L'embarcation a coulé a environ 200 mètres de la rive. Le chalet de M. De Champlain se trouvait pour sa part sur l'autre rive à un kilomètre du naufrage.

Le ponton fait maison, long d'une quinzaine de mètres, a coulé à cause d'une trop grande quantité d'eau dans ses flotteurs. Une trappe se trouvait sur chacun de ceux-ci. Lorsque le conducteur a accéléré, l'eau est entrée en trop grande quantité par les trappes dans les flotteurs rendant l'embarcation trop lourde.

Heureusement pour les plaisanciers, le ponton a fait naufrage dans un secteur peu profond du lac. Le moteur du bateau s'est déposé au fond du plan d'eau l'empêchant ainsi d'être complètement immergé dans l'eau.

«Ils sont très chanceux. Le lac fait 20 mètres de profond à certains endroits. L'eau était également très froide. Des passagers grelottaient, alors qu'ils n'ont été qu'une dizaine de minutes dans l'eau», explique M. De Champlain. Ce dernier était le seul qui se trouvait dans les environs. «Si le naufrage avait eu lieu deux minutes plus tard, les conséquences auraient probablement été plus graves. Ils ont eu une leçon de vie», a-t-il renchéri.

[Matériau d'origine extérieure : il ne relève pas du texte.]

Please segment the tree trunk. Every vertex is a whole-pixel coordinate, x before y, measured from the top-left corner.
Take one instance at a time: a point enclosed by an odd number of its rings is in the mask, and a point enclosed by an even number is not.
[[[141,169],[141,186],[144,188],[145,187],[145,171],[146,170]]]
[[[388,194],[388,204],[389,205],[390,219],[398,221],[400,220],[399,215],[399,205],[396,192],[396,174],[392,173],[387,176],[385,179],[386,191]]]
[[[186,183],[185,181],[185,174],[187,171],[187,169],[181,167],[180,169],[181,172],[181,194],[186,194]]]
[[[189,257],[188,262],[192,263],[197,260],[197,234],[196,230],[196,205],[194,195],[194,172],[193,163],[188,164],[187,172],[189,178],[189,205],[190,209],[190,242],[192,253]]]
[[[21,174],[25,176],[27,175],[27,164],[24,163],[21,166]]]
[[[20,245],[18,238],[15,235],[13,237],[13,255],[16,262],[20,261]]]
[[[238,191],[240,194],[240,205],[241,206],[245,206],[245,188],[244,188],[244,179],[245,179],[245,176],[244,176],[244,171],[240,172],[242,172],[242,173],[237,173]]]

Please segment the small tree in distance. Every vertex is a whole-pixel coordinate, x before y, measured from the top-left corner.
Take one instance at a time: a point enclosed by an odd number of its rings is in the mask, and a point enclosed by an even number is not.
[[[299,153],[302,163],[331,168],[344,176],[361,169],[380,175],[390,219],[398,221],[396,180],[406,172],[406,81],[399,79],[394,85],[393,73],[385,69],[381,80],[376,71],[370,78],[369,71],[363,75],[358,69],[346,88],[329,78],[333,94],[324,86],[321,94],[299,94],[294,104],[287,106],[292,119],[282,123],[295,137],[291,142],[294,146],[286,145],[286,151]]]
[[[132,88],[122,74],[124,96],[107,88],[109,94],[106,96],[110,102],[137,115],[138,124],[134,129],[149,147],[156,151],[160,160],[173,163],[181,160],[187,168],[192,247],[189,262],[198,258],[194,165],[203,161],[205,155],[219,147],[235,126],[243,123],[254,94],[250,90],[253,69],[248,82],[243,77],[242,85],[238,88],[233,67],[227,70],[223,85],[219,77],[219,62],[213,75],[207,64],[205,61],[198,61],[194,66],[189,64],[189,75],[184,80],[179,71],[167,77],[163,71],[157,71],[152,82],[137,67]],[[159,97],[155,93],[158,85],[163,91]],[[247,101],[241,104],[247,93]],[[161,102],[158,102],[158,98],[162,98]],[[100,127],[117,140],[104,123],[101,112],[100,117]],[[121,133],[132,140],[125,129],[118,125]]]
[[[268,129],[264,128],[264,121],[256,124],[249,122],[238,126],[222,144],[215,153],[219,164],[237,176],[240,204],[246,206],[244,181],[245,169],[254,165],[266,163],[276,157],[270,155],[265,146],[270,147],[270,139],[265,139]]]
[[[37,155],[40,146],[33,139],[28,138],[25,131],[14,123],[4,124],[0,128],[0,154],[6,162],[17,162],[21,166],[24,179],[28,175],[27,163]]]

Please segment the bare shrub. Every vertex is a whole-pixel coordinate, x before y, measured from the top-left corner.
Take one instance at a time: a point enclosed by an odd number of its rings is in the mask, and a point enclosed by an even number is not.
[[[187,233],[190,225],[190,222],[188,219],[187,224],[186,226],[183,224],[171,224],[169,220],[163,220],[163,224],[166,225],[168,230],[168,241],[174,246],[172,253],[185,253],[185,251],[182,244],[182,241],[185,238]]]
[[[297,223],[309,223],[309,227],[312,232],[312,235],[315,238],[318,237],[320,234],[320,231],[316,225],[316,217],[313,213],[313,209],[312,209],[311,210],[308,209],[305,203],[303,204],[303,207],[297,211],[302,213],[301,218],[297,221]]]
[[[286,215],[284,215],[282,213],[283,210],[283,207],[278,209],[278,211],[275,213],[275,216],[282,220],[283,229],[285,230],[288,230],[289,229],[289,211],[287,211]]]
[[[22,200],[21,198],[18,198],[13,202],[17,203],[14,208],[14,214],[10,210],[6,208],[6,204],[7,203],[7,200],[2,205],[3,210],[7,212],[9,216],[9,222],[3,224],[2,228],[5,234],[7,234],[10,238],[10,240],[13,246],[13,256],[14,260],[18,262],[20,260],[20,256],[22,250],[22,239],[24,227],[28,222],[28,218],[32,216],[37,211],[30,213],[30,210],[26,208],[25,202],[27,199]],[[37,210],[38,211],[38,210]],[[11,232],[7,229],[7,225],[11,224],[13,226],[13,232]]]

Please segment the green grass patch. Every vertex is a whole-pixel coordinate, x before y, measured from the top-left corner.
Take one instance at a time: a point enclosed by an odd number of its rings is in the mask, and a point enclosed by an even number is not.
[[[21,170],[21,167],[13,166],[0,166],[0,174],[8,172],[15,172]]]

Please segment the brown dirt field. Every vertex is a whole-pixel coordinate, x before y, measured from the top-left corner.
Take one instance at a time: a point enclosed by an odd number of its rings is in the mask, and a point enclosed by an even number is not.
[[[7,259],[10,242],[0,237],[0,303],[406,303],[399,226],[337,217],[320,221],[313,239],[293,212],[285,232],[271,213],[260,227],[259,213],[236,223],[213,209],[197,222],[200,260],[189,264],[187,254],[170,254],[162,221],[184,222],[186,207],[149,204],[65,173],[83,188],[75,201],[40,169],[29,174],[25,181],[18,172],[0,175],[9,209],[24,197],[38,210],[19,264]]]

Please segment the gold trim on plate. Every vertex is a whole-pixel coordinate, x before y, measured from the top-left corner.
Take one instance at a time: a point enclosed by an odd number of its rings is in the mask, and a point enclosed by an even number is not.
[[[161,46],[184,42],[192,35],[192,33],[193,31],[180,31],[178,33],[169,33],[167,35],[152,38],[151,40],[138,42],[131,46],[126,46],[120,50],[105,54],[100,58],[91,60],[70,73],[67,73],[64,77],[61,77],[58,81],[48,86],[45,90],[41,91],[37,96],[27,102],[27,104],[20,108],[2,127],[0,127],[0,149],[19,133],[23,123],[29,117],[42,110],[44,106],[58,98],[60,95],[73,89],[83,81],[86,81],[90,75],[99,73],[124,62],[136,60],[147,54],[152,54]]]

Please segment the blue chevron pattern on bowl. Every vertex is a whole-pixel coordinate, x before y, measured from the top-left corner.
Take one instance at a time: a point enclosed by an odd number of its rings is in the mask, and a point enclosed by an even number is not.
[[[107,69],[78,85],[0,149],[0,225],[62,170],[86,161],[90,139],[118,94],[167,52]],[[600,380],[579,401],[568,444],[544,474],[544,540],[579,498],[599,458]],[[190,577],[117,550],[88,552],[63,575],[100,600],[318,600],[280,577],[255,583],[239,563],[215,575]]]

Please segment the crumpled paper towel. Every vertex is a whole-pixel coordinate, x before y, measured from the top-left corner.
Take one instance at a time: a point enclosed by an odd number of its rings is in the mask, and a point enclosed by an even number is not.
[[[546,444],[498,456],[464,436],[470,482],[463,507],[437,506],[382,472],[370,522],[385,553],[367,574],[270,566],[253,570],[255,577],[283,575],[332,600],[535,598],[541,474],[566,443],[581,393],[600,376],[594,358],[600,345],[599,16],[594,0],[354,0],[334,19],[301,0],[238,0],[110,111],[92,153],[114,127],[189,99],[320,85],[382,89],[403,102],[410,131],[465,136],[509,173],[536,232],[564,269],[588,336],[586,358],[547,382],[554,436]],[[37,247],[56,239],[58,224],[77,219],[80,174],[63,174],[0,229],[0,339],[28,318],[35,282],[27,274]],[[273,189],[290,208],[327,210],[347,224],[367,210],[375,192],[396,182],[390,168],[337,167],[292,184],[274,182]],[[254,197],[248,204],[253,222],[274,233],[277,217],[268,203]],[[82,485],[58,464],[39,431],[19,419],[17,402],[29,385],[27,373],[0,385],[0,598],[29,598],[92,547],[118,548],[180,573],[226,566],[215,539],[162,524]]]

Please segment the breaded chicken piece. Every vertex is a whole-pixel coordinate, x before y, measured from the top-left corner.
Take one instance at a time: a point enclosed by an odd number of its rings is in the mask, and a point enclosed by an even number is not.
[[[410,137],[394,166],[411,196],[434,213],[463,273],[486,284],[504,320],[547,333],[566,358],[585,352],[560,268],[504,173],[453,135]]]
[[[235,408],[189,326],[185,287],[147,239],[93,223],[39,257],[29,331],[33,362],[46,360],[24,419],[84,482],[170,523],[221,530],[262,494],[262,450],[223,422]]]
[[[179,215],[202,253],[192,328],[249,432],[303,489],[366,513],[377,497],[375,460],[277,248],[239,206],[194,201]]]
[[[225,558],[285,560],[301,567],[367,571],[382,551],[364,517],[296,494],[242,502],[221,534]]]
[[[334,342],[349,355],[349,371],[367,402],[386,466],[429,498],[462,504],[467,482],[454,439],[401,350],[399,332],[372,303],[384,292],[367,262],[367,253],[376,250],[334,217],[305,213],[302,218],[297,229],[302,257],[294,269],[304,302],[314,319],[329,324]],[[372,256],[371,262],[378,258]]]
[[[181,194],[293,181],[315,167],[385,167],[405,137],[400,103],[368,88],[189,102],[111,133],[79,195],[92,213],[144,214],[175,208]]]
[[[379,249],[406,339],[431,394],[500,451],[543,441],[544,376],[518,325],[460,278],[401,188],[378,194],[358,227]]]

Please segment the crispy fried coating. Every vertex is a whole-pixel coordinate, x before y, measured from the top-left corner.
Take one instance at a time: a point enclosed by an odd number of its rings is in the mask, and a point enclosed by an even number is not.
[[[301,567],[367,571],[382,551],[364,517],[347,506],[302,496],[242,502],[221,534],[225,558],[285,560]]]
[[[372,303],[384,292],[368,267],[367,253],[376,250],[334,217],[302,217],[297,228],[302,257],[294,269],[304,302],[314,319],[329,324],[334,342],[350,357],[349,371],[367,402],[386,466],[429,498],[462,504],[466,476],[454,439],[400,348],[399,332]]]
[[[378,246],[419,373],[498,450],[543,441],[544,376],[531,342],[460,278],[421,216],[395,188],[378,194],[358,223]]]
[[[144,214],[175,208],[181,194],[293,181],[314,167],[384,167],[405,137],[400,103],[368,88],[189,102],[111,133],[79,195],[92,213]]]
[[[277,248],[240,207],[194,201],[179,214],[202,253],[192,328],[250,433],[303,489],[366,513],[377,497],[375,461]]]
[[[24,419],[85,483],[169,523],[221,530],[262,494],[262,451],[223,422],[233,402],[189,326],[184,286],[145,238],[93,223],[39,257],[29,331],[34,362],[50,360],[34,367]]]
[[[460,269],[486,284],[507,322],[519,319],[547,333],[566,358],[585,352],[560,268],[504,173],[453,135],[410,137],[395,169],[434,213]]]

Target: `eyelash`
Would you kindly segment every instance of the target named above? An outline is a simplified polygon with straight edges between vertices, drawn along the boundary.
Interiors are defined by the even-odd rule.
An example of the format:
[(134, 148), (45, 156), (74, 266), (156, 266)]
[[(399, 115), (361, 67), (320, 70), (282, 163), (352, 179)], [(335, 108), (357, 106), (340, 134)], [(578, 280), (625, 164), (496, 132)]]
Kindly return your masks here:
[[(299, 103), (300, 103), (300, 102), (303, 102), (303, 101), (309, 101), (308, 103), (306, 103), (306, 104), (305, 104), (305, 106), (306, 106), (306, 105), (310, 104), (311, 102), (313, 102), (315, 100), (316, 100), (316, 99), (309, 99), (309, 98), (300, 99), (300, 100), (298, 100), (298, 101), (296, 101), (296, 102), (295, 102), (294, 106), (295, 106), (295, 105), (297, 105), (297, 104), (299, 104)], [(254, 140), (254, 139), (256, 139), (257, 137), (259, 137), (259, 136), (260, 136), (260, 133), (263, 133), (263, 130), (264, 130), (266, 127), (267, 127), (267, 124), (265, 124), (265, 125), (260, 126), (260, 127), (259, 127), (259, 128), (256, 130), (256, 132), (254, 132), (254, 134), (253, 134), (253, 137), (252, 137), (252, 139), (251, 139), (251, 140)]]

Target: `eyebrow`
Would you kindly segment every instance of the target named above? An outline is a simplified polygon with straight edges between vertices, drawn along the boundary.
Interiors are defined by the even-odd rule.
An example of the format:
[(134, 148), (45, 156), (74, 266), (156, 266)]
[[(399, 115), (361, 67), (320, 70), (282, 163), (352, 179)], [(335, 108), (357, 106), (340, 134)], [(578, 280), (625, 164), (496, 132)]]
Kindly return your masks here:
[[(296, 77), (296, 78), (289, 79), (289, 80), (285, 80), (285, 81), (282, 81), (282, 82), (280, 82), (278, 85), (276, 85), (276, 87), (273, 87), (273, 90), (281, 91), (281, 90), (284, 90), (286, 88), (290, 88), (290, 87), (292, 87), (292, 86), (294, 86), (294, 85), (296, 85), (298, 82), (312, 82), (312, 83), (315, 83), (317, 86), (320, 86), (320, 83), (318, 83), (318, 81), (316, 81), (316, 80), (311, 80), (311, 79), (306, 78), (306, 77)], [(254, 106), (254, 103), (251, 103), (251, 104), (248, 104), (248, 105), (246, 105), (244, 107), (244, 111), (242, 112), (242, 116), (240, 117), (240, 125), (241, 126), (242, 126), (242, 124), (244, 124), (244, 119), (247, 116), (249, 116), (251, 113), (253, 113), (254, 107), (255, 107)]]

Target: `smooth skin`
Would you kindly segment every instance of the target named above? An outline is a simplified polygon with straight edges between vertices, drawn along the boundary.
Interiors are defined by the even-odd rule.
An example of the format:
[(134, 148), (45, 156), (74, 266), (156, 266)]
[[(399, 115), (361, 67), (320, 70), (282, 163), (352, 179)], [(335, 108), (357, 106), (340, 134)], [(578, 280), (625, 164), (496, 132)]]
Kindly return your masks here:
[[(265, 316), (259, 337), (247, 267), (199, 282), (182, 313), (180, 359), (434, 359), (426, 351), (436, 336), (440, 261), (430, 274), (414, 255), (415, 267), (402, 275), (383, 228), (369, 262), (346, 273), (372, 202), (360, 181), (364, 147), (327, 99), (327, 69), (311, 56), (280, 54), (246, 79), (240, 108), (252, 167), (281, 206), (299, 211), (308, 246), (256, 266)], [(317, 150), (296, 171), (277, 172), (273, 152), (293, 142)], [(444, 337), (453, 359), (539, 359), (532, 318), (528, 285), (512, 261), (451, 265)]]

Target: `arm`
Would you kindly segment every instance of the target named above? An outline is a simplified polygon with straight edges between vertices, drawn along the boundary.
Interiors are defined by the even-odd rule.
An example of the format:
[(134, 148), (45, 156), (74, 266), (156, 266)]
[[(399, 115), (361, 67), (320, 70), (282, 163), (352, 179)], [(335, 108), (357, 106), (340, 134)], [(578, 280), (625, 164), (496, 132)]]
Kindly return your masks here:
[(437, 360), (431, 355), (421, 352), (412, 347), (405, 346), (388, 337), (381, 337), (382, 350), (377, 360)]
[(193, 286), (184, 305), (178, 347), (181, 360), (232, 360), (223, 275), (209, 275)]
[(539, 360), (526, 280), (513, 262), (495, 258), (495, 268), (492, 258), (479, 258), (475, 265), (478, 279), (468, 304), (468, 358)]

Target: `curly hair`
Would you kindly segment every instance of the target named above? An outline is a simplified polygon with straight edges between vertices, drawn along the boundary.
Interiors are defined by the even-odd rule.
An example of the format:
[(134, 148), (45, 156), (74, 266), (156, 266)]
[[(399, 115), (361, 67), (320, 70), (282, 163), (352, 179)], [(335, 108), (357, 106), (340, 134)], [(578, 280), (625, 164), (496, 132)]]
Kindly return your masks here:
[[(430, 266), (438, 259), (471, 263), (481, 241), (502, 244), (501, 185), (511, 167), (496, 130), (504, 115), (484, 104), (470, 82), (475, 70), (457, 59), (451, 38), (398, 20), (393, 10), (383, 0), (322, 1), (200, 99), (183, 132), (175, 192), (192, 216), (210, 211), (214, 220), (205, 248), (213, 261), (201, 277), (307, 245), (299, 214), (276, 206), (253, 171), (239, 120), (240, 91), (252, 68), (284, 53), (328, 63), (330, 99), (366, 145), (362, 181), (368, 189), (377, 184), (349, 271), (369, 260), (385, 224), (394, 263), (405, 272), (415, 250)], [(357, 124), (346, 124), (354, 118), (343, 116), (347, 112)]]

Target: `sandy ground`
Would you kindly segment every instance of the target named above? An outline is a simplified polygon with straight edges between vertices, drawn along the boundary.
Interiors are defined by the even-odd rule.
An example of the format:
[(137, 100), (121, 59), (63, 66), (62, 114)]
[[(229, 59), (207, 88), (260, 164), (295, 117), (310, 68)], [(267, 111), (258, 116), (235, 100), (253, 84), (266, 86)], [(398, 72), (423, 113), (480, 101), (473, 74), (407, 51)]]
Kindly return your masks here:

Selon Louis-Philippe Éthier, président de l'École de sécurité nautique du Québec, il faut avoir un permis d'embarcation lorsqu'une personne construit elle-même son ponton. L'obtention de ce permis permet de vérifier si le bateau flotte convenablement en plus de calculer le nombre de personnes maximal qu'il peut embarquer. «Souvent les gens ne savent pas qu'ils doivent obtenir ce permis. De plus, il y a un coût à ça, ce qui peut rebuter certaines personnes», explique M. Éthier. «Je ne peux évaluer si le nombre de passagers était trop élevé, car je n'ai pas l'embarcation sous les yeux. Cependant, chaque plaisancier aurait dû avoir une veste de flottaison, c'est obligatoire», ajoute-t-il. M. Éthier invite les amateurs de sports nautiques à se renseigner, en ce début d'été, afin de savoir si leur embarcation est sécuritaire.

«C'est la première fois que j'ai eu à secourir des gens. Le stress est énorme. J'ai embarqué tous les passagers très rapidement sur le coup de l'adrénaline», conclut M. De Champlain.